Barnhouse Kathy
Department of Family Medicine at University of North Carolina at Chapel Hill School of Medicine, 590 Manning Drive, Chapel Hill, NC 27514.
FP Essent. 2021 Jul;506:20-26.
Heart failure (HF) with reduced ejection fraction (HFrEF) is becoming more prevalent as the US population ages. Although the clinical presentation of HFrEF is remarkably similar to that of HF with preserved ejection fraction (HFpEF), the primary etiology may be different. In particular, cardiac ischemia is a common cause of HFrEF and should be considered in any patient with new-onset HFrEF. Although there is some overlap in the management strategies for HFpEF and HFrEF, there are some key distinctions. It is vital to ensure that all patients with HFrEF are adhering to goal-directed management and therapy within 6 months of diagnosis to reduce morbidity and mortality. Some patients with HFrEF will benefit from device therapy with an implantable cardioverter-defibrillator and/or cardiac resynchronization therapy. Referral to a cardiology subspecialist is recommended for select patients with HFrEF.

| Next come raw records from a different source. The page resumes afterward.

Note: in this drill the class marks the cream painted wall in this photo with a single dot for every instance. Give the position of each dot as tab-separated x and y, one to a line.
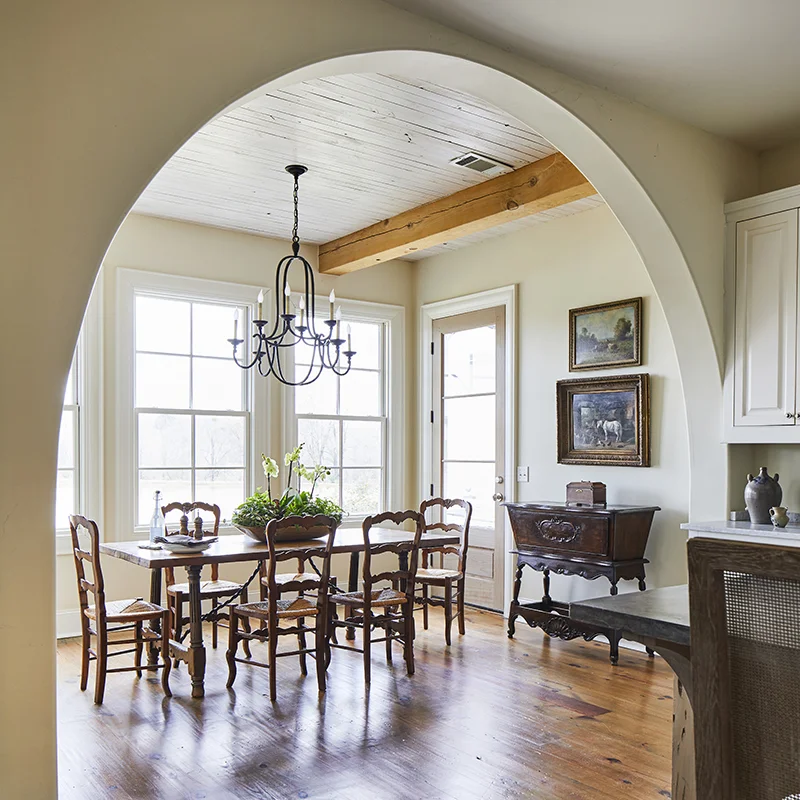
779	167
176	248
574	261
88	121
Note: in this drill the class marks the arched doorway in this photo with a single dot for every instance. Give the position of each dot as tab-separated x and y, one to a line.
120	121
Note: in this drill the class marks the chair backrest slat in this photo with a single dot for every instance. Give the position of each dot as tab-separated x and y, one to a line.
373	548
96	586
320	526
187	508
441	505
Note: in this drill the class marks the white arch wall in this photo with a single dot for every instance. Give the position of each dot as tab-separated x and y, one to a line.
97	96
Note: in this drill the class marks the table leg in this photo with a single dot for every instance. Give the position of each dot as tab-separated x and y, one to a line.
197	651
155	597
352	586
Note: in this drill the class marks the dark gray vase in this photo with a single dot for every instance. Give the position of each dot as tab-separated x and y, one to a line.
760	495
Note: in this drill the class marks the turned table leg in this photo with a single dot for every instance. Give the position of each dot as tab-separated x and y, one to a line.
154	647
197	651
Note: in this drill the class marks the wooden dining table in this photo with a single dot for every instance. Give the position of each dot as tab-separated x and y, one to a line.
235	548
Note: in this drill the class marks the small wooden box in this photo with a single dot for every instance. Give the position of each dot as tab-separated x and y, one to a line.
586	493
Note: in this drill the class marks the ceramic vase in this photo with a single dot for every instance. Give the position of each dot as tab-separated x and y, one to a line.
760	495
780	519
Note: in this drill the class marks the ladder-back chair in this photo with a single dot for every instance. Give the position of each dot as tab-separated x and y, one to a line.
387	608
444	577
213	590
269	613
123	615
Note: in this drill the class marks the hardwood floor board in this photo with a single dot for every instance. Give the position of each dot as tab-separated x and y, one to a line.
489	718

随着美国人口老龄化,射血分数降低的心力衰竭(HFrEF)正变得越来越普遍。尽管HFrEF的临床表现与射血分数保留的心力衰竭(HFpEF)非常相似,但其主要病因可能不同。特别是,心脏缺血是HFrEF的常见病因,任何新发HFrEF患者都应考虑这一因素。虽然HFpEF和HFrEF的管理策略存在一些重叠,但也有一些关键区别。确保所有HFrEF患者在诊断后6个月内坚持目标导向的管理和治疗以降低发病率和死亡率至关重要。一些HFrEF患者将从植入式心脏复律除颤器和/或心脏再同步治疗的器械治疗中获益。建议将部分HFrEF患者转诊至心脏病专科医生处。